Aussie Yarns - Dave Goddard

Stories about Australia

Self-Publish 4: Writing

Whoever reads this article must be clear that I’m not a university student of literature, nor a lecturer. I don’t even class myself as an author. I say I’m a raconteur who can write logically. But during my study for a first degree, I took a unit called English 10, which I passed. So I enrolled in English 20 for the following year. The focus was Shakespeare and it took me three weeks to decide it wasn’t for me. My study continued and I achieved a Ph.D, but in an area far removed from literature. So my formal literature background is limited. In reading this, therefore, please view me as someone who’s gone from writing formal research reports to creating fictional novels via a process of collecting stories, most of them oral. This foray into explaining some intricacies of self-publishing is about why I did it, how, what happened and to share the information with anyone who’s interested. And I’m telling that story in language as simple I can muster.

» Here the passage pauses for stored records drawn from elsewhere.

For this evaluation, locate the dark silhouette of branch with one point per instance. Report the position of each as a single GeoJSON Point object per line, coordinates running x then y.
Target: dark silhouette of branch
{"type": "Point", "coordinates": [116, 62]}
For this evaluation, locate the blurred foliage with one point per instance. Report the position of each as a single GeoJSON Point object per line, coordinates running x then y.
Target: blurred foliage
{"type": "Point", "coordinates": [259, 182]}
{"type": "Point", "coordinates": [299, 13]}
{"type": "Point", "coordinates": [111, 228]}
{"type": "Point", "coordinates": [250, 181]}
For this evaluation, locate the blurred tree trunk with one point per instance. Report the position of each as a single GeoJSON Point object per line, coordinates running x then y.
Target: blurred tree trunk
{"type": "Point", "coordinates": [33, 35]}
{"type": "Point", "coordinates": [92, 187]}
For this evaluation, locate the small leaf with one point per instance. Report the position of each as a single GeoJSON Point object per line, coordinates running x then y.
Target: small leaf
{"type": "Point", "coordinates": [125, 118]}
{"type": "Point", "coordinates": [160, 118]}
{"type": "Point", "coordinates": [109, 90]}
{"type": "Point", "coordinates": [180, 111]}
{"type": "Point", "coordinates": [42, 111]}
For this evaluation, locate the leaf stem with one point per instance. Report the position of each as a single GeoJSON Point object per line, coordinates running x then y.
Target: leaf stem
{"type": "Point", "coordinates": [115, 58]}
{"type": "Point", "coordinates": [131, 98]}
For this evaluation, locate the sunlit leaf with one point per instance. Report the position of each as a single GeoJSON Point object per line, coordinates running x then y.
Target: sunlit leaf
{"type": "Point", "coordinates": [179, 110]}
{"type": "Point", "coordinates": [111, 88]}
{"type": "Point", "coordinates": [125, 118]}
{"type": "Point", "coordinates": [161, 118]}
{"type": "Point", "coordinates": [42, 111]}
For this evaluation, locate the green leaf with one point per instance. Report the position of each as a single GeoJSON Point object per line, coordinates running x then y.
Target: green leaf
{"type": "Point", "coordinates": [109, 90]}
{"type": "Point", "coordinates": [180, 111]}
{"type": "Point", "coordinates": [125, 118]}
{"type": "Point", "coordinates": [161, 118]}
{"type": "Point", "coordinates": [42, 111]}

The thinking I have in presenting this section is about overcoming barriers to writing and not how to write. There are experts who’ve written countless books and papers on the art of writing. And there are billions of novels to look at to get ideas. So I won’t go into that at all. All I’ll tell you  are my four golden rules and what I call “attributes for writing”.

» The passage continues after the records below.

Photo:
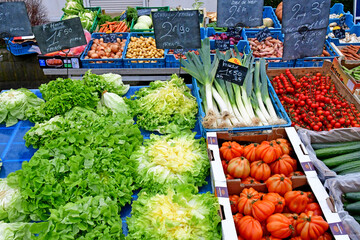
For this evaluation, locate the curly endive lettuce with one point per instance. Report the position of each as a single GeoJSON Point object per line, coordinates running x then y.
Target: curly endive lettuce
{"type": "Point", "coordinates": [14, 104]}
{"type": "Point", "coordinates": [15, 231]}
{"type": "Point", "coordinates": [88, 218]}
{"type": "Point", "coordinates": [170, 160]}
{"type": "Point", "coordinates": [109, 82]}
{"type": "Point", "coordinates": [10, 203]}
{"type": "Point", "coordinates": [175, 214]}
{"type": "Point", "coordinates": [165, 106]}
{"type": "Point", "coordinates": [61, 96]}
{"type": "Point", "coordinates": [88, 160]}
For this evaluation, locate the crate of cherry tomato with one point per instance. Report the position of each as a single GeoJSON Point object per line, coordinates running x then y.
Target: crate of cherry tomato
{"type": "Point", "coordinates": [315, 98]}
{"type": "Point", "coordinates": [268, 195]}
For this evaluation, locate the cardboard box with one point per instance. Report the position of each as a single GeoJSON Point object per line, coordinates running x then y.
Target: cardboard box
{"type": "Point", "coordinates": [213, 139]}
{"type": "Point", "coordinates": [335, 225]}
{"type": "Point", "coordinates": [59, 61]}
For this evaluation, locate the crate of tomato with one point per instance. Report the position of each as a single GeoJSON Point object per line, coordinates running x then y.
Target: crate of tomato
{"type": "Point", "coordinates": [315, 98]}
{"type": "Point", "coordinates": [267, 192]}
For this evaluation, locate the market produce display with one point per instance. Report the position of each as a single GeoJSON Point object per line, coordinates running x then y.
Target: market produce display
{"type": "Point", "coordinates": [143, 47]}
{"type": "Point", "coordinates": [342, 158]}
{"type": "Point", "coordinates": [227, 104]}
{"type": "Point", "coordinates": [165, 107]}
{"type": "Point", "coordinates": [75, 8]}
{"type": "Point", "coordinates": [171, 160]}
{"type": "Point", "coordinates": [174, 214]}
{"type": "Point", "coordinates": [15, 103]}
{"type": "Point", "coordinates": [256, 163]}
{"type": "Point", "coordinates": [314, 103]}
{"type": "Point", "coordinates": [101, 50]}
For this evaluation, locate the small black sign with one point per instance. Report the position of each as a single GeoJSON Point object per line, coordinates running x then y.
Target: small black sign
{"type": "Point", "coordinates": [177, 29]}
{"type": "Point", "coordinates": [303, 44]}
{"type": "Point", "coordinates": [342, 21]}
{"type": "Point", "coordinates": [60, 35]}
{"type": "Point", "coordinates": [339, 33]}
{"type": "Point", "coordinates": [263, 34]}
{"type": "Point", "coordinates": [110, 37]}
{"type": "Point", "coordinates": [14, 20]}
{"type": "Point", "coordinates": [222, 45]}
{"type": "Point", "coordinates": [313, 14]}
{"type": "Point", "coordinates": [248, 13]}
{"type": "Point", "coordinates": [231, 72]}
{"type": "Point", "coordinates": [145, 11]}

Some of this came from my previous life in formal research, some from my early attempts at fiction, and some from my meandering path  between the two forms. Eventually, these four rules seemed to stand up about writing fiction.

  • NOTHING GOES TO PLAN: As I said in an earlier section, writing in any form is as much about thinking as it is about putting information on paper or into a computer. Be prepared for creating, dictating to your computer and thinking. In “The WILUNA Solution” and the current novel I’m writing, tentatively called “Life Sentence”, I found I had a hiatus of two to three months in the act of writing each. That didn’t mean I wasn’t mentally engaged with either. I just wasn’t sure of the next steps to take. And interestingly, the next step in each case was to go back and make changes to what I’d originally envisaged as a path.
  • SHARE YOUR IDEAS AND WRITING: Do each of these when the time feels right. Don’t feel you have to, but I found it invaluable. I went to a couple of people with literary background when I reckoned I had an engaging story. I was surprised how much my writing needed to change. What I’d done was to write in the style I was used to: a formal research style that consisted of telling people what I was going to tell them, then telling that in detail, and then telling them what I’d just told them or summarizing. The advice I received was simple: forget the first and third steps, and just tell the story.
  • ACCEPT ALL ADVICE: This doesn’t mean act on all advice. But listen to suggestions from people, make notes and store the advice. If you never use it, that’s fine. But hear, and accept, any advice because it may become useful at some point.
  • BE CLEAR ON FORM OF YOUR NOVEL BEFORE WRITING: Because my novels have an historical base, I follow advice given at a Writers’ Festival about four or five years ago by Hannah Kent, author of “Burial Rites”. She cited Margaret Atwood, and I paraphrase both authors in this way
    • if you know something you going to write is a fact, don’t change it
    • if you’re not certain it’s a fact, do all in your power to ascertain if it is or not. If it turns out you can’t find evidence either way, it’s best to be conservative and accept it as accurate, but ultimately, use your own judgement
    • if it turns out not to be a fact, create to your heart’s content.

I also think there are certain attributes that should be developed if one is going to write. You may have these and if not each can be developed. This list isn’t meant to be definitive and in no particular order, consists of:

  • accepting that creativity is ten percent inspiration and 90 percent sweat. A great Australian named Richie Benaud once said those words about captaincy in cricket and added, “but don’t try it without the ten percent!”
  • having patience and persistence in all you do. Remain focussed on the story and the theme you’re illuminating
  • deciding how it will be told as you develop it: whether through conversations, descriptions or some of both and to what extent. I prefer the former as much as possible, but it’s a choice you can make as you go along
  • having flexibility in developing the story. By this, I mean chop and change themes, characters, the attributes of characters, how they relate to each other or whatever you feel will enhance the story. But always be prepared to go back seven steps and come at it again, knowing that nothing, including what you learn about yourself, will be wasted.

Once again, I trust this outline may assist you in what you are going to do, including going to a form of story-telling other than writing fiction.